3. Major PS-OFDM Design Frameworks and Optimization Methods
3.1 Windowing and Overlap-Add
Windowed overlap-add approaches (e.g., raised-cosine, vestigial symmetry, asymmetric windows) suppress OOBE by smoothing the transitions at OFDM symbol edges (Nguyen et al., 2017). The roll-off duration is typically limited to the CP length to prevent ISI, and asymmetric or vestigial symmetry windowing can further improve spectral performance without ISI penalties (Nguyen et al., 2017).
3.2 Time and Frequency-Domain Spectral Shaping
Generalized pulses are constructed as linear combinations of the standard pulses, active interference cancellation (AIC) carriers, and adaptive symbol transition (AST) pulses. Data-independent quadratic programs allow for offline design, yielding analytically closed-form PSDs and transparent integration in OFDM transceivers (DÃez et al., 2018, Giménez et al., 30 Dec 2025). With the use of Hermitian-symmetric or half-complex pulse designs, the number of real optimization variables and implementation multiplications is halved, achieving identical spectral performance at markedly reduced computational cost (Giménez et al., 5 Nov 2025).
3.3 Circular/DFT-spread and Learned Shaping
Circular pulse shaping (CPS-OFDM) and DFT-s-OFDM with frequency-domain spectrum shaping (FDSS) introduce subband DFT-based precoding structures or parametric frequency-domain masks. These architectures enable joint minimization of PAPR/CM, OOBE, and error metrics under energy, spectral flatness, and zero-ISI constraints. Learning-based design (e.g., gradient-based optimization of frequency-domain polynomials) further adapts to changing system or mask parameters and facilitates flexible resampling or retraining for different bandwidth allocations (Carpi et al., 2024, Huang et al., 2018, Huang et al., 2018).
3.4 SINR-Optimal "Ping-Pong" Optimization
POPS-OFDM (Ping-Pong Optimized Pulse Shaping OFDM) alternates the design of transmit and receive pulses by maximizing SINR over actual time-frequency dispersive channel models. Each step solves a generalized Rayleigh quotient eigenproblem, converging to bi-orthogonal pulse pairs with high SIR and low OOB emissions across realistic channel conditions (Hraiech et al., 2015).

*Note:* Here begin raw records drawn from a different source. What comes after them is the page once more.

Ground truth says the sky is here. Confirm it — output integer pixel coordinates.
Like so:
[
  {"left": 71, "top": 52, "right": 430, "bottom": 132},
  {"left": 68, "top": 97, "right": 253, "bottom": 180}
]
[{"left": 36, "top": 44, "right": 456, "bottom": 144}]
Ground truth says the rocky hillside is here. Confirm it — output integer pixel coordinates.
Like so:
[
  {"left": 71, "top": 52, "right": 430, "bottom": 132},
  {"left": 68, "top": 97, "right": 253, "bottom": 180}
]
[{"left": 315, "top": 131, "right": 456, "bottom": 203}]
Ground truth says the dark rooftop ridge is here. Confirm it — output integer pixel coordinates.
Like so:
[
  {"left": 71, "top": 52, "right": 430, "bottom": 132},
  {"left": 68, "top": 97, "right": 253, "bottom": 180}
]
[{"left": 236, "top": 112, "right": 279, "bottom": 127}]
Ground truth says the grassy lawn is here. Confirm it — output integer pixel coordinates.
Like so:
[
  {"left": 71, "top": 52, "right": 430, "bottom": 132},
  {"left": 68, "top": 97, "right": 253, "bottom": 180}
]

4. Regulatory and System-Level Constraints
PS-OFDM finds strong justification in environments with stringent spectrum emission requirements (e.g., PLC, TV white space, cognitive radio). Detailed analyses of EMC masks (e.g., EN 50065, EN 50561-1) and power spectral density measurement procedures demonstrate PS-OFDM's efficacy in broadband/narrowband PLC and its centrality in IEEE P1901/1901.2 standards (Girotto et al., 2016).
PS-OFDM methods such as active interference cancellation, adaptive symbol transition, multi-carrier spectral notching, and joint time-frequency shaping are pivotal to achieving deep spectral notches (≥40–60 dB OOB suppression), minimal data carrier loss, and full compliance under noncontiguous and dynamically variable mask profiles (DÃez et al., 2018, Giménez et al., 30 Dec 2025).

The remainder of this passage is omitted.